Skepticism

I loooooove vampires

I can’t help myself. I love these blood-sucking, night-stalking, dark, mysterious creatures. I can’t get enough of them. I know they’re scary and usually evil, but I sometimes finding myself wishing they were real. Especially sexy vamps like this….

I also find myself wondering where the legend of vampires came from (just like I wonder where the idea of gods came from). A few years ago, I stumbled onto an interesting book that discusses this very topic.

Food for the Dead: On the Trail of New England’s Vampires by Michael E. Bell explores the folklore of American vampires who are, according to a Publisher’s Weekly review, more macabre than their Eastern European cousins.

If I were to chose a form of immortality, I’d rather be a vampire here on earth in the throes of passion, blood-lust, and pain, than a saint in heaven — a bucolic land of milk an honey — playing a harp and singing “hosanna” to God for eternity.

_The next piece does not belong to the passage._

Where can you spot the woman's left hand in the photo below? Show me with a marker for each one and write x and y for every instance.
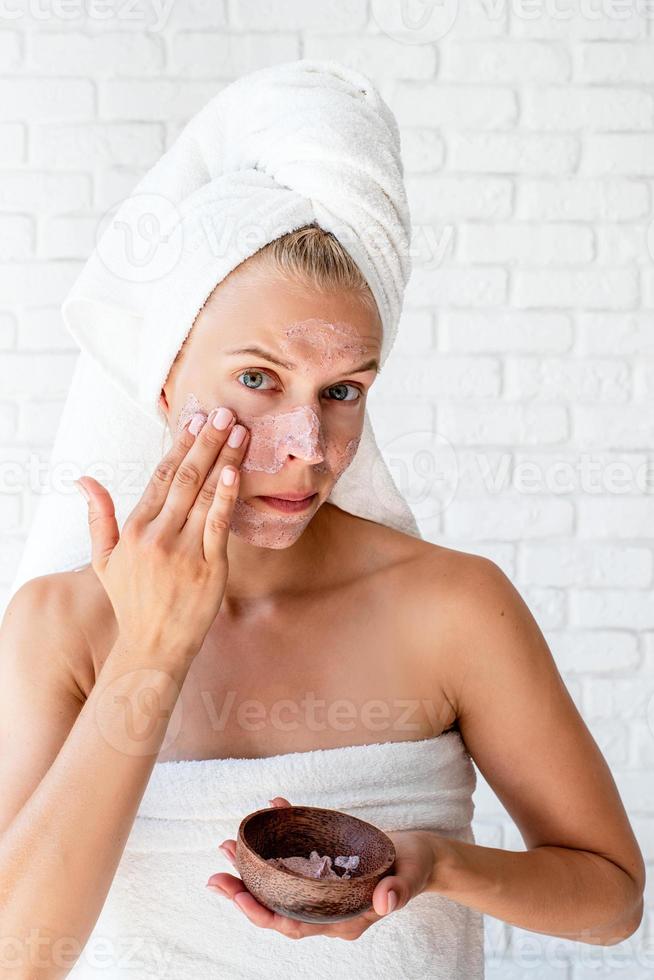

But American vampires aren’t really immortal. They’re not even really undead. If you ask me, they got royally screwed by whoever handed out monster powers. These American vampires make their friends and relatives gravely ill without actually getting to rise from their own graves.

In an interview on SeacoastNH.com, Bell describes the basic premise of his book:

When consumption (which is what people used to call tuberculosis that settled in the lungs) took hold in a family, some people in the outlying areas of New England would open the graves of their deceased relatives, looking for signs that they considered out of the ordinary — such as liquid or “fresh” blood in the heart. The heart would be cut from the body and burned to ashes. Often the ashes were administered, in water or some medicine, to sick family members. The belief supporting these practices seemed to be that there was some sort of evil, perhaps a demon, residing in one of the bodies that was draining the life from others in the family. 

Strangely vampire hunting in America was a form of alternative medicine. The author’s explanation for the belief that people were reaching out from the grave with an evil force that caused disease to spread reminds me of reasons that people turn to homeopathy, acupuncture, and other unproven medical treatments:

I believe that this practice was probably much more prevalent and widespread than we might think. The few cases I’ve found are just the tip of the iceberg. I think that this practice reveals how people deal with looming death that is considered untimely or premature — they will not accept it without putting up a fight. If the medical profession says, “I can’t help you,” then people will look elsewhere for an answer. And folklore always has an answer. It may not be an effective answer, but in the end, even a wrong answer is better than none. Doing something beats doing nothing.

Unfortunately, people feel the same frustrations today and look for solutions that are often no less outlandish.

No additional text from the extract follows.